Interview conducted by Jeff Burk
Photos by Jeff Burk, Ron Lewis and DRO files

Join us now as we pick up the conversation that DRO Editor Jeff Burk had with Don Schumacher and Lee Beard.

The part of the interview is wide-ranging including PRO (Professional Racers Organization), nitro fuel, racing at 1000 feet, nostalgia and more. Open and frank would be the way you would describe the rest of the Innerview.

In case you missed part 1, you can read it here!

DRO: How would you feel if NHRA came to you and said, “Look the funny car bodies are unrecognizable to anybody but you guys. Next year, we’re going to make you guys have body lines that are recognizable as that brand.” Would you have any trouble doing that?

LB: It’s just the expense of changing our current funny car body airshell that you buy from either Roush or Metalcrafters. It’s about $40,000 for today’s autoclave carbon fiber bodies, so you take that, you have to mount it, put the sheet metal work in it, a square on it, windows in it, paint on it; by the time you get a race-ready body today, you’re looking at sixty, seventy thousand dollars. Each team has about three bodies or so, it would be a huge expense to say “These things aren’t recognizable, they need to be changed,” so again, it’s not the right economic things to do.

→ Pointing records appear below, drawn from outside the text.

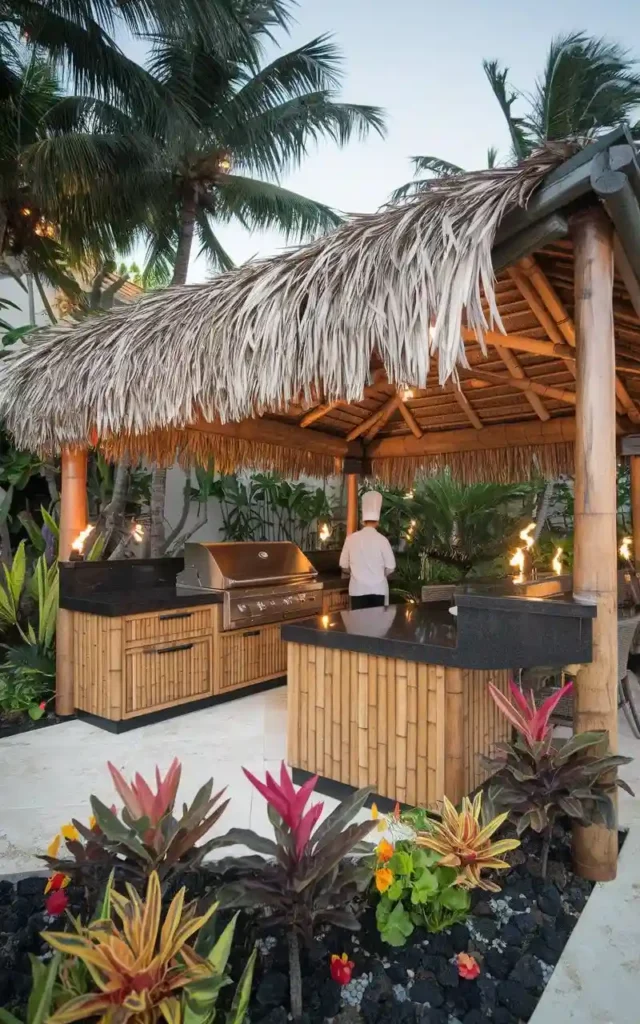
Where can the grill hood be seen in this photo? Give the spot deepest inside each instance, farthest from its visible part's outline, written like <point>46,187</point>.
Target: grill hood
<point>229,564</point>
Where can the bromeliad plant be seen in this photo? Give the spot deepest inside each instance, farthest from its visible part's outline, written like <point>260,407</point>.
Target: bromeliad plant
<point>131,966</point>
<point>537,779</point>
<point>306,882</point>
<point>146,837</point>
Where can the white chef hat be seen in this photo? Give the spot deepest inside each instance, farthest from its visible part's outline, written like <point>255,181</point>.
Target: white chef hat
<point>372,503</point>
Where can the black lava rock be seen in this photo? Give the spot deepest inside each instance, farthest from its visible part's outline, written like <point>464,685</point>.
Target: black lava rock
<point>460,938</point>
<point>31,887</point>
<point>448,975</point>
<point>549,901</point>
<point>427,991</point>
<point>520,1003</point>
<point>273,989</point>
<point>330,998</point>
<point>527,972</point>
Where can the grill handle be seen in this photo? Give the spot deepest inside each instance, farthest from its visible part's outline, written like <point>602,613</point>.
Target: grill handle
<point>169,650</point>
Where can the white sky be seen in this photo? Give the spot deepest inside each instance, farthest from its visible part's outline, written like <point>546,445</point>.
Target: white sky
<point>422,62</point>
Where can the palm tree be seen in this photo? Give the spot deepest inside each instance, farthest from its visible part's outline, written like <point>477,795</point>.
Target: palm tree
<point>588,86</point>
<point>257,121</point>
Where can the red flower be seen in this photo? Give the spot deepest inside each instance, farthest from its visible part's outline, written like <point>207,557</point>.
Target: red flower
<point>56,902</point>
<point>341,969</point>
<point>468,967</point>
<point>290,804</point>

DRO: Without a GM presence, and with Ford being the only ones supplying their own bodies….

LB: That’s a minor problem.

DRO: But do you see guys running their bodies longer now, instead of having a new body by Roush and designed by GM engineers every year, a new Pontiac….

LB: You’re not going to see that development because it’s such an expensive thing to do to design a body, to build the molds and produce the body. It’s a very expensive thing to do. Team owners aren’t going to fund that out of pocket; it’s always going to be funded by the car companies. So you’re not going to see a lot of body development. The fact is, the quality of the bodies being produced today is so good that they can be run multiple seasons on the same body.

DRO: So we’re not likely to see as many small changes that they’ve made in the wind tunnels, to try and make them faster. We may not see that kind of development any more?

LB: You don’t have that kind of development any more just because of the economic situation with the car companies.